Mac_Leichlingen schrieb:


> Das ist wie bei der Commerzbank. Bei den Cum-Cum-Geschäften bewegt man sich auch im Rahmen der Rechtslage. Da muss man schon Verständnis für aufbringen.



Entweder ist es legal oder es ist nicht legal. Wo soll da jetzt das Problem sein?



Mac_Leichlingen schrieb:


> Jedem Händler steht es frei zu entscheiden mit wem er Handeln möchte. Wenn ein Kunde mehr Kosten als Gewinn verursacht, dann trennt man sich halt von ihm.



Lies dir den Thread durch. Das war nie die Begründung seitens Amazon. 



Mac_Leichlingen schrieb:


> Amazon ist eigentlich sehr kulant. Ich hoffe das bleibt so und wird nicht durch ein schamloses Ausnutzen der "Rechtslage" zerstört.



Und ich hoffe (obwohl ich eigentlich dagegen bin), dass TTIP doch eingeführt wird, damit die ganzen Amazon-Verfechter mal sehen können, wie es zugeht, wenn der Konzern das Sagen hat und Verbraucherechte bis zur Unkenntlichkeit geschleift werden.



Flipbo219 schrieb:


> Die Frage ist ja wann kann man vom ausnutzen sprechen? Ich definiere das mal für mich kurz mit einem kleinen Beispiel:
> Provozierte Auffahrunfälle bei denen Betrüger die Rechtslage ausnutzen.



Ist eine Straftat:

StGB - Einzelnorm

Das Problem ist hier nicht, dass da eine Rechtslage ausgenutzt wird (es sein denn du kannst mir sagen welche), sondern, dass die Beweisführung schwierig ist. 



Flipbo219 schrieb:


> Und hinter Gewerkschaften stehe ich voll und ganz. Wenigstens gibt es noch ein paar wenige die für Ihre Sache kämpfen.

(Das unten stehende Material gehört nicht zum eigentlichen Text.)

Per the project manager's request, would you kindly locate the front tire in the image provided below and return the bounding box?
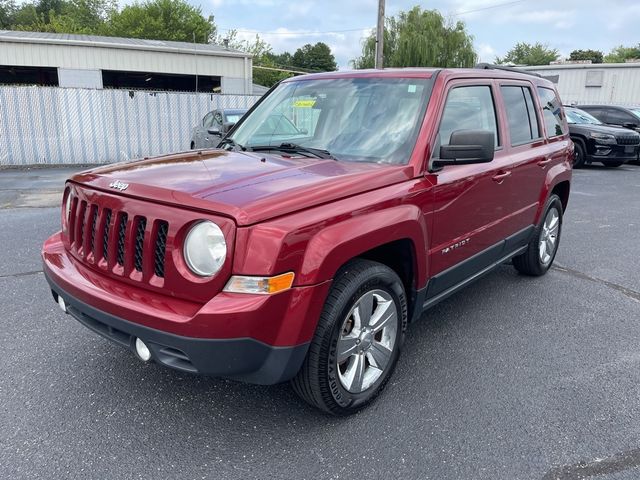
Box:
[573,141,586,168]
[513,194,563,276]
[291,259,407,415]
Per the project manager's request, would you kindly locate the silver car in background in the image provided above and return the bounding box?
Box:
[190,108,248,149]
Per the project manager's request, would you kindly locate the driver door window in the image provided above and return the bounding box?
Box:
[437,86,499,150]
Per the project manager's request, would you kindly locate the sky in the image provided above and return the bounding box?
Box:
[198,0,640,68]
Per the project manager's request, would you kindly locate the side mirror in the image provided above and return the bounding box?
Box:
[434,130,495,167]
[623,122,639,129]
[222,121,236,134]
[207,127,221,136]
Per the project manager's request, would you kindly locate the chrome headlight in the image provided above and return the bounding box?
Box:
[183,221,227,277]
[62,188,72,230]
[590,132,616,145]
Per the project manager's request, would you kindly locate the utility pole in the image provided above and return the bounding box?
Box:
[375,0,385,69]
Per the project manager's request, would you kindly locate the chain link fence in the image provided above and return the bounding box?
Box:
[0,86,262,166]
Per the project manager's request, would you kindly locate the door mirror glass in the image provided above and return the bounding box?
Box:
[435,129,495,167]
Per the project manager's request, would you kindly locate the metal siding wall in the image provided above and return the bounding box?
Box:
[529,67,640,105]
[0,42,249,78]
[0,86,260,166]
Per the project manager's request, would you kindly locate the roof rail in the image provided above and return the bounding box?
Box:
[474,63,543,78]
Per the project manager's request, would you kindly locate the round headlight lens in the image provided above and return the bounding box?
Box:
[183,221,227,277]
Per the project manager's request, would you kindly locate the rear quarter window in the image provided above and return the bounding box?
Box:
[537,87,567,138]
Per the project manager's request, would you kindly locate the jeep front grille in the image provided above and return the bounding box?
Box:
[616,135,640,146]
[154,221,168,278]
[68,201,169,279]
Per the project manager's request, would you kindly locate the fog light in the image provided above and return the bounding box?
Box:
[57,295,67,313]
[135,338,152,362]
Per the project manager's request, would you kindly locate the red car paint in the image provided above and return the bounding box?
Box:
[42,68,572,378]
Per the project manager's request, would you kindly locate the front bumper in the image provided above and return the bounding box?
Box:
[43,232,331,384]
[47,276,308,384]
[587,143,638,163]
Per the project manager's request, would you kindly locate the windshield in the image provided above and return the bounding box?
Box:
[566,108,602,125]
[630,108,640,121]
[229,77,433,164]
[225,114,244,124]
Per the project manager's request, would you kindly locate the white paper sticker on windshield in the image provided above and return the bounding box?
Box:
[408,85,417,93]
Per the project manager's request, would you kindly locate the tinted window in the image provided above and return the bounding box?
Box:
[606,108,636,125]
[537,87,567,137]
[523,88,540,138]
[581,107,607,122]
[501,86,540,145]
[202,112,214,128]
[438,85,499,148]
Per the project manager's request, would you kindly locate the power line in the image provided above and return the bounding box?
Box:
[218,27,371,36]
[217,0,526,37]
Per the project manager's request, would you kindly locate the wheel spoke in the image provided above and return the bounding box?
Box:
[547,211,559,231]
[337,336,359,363]
[343,353,366,392]
[368,342,392,370]
[370,299,396,333]
[356,291,374,328]
[539,239,547,258]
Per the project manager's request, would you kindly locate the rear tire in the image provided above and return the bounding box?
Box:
[602,161,624,168]
[513,194,563,276]
[190,142,195,149]
[573,141,586,168]
[291,259,407,415]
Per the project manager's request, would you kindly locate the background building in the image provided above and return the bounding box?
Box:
[522,62,640,106]
[0,30,253,94]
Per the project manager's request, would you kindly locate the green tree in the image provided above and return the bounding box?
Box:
[0,0,16,28]
[107,0,214,43]
[352,6,477,69]
[44,0,116,34]
[495,42,559,66]
[233,35,293,87]
[291,42,337,71]
[568,49,603,64]
[604,44,640,63]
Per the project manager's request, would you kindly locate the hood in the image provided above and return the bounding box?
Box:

Schön sowas noch zu lesen. Da gibt es mMn (leider) zu wenig Verständnis in der Bevölkerung.



interessierterUser schrieb:


> Ich erkläre es Dir. Es gibt hier eine Diskussion zu einem Menschen, der bei Amazon gespeert wurde. Warum, wissen wir nicht, was alles vorgefallen ist, wissen wir nicht, ob es juristisch einwandfrei ist, wissen wir nicht.
> 
> Wie beschreiben darum angelehnt an den Artikel Beispiele, z.B. meines mit zehn bestellten CPUs, anhand derer wir mögliche und sinnvolle Verhaltensweisen von Händlern und Kunden darlegen. In diesen Beispielen geht es auch um Ausnutzen und es sind bewußt extreme Beispiele, die aber auch Basis zumindest meiner Erfahrung durchaus gehäuft vorkommen. Das bedeutet aber nicht, dass wir dem im Artikel beschriebenen Kunden dieses Verhalten unterstellen, wir VERMUTEN auf Basis unserer Erfahrung nur, dass es so oder so ähnlich sein könnte. Den Unterschied verstehst Du nicht? Man nennt so etwas Abstraktionsvermögen.
> 
> ...



Und ich *vermute* eben, dass Amazon hier versucht, Kunden die ihre gesetzlichen Rechte wahrnehmen, auszusperren, ein Vorgang der juristisch nicht haltbar ist.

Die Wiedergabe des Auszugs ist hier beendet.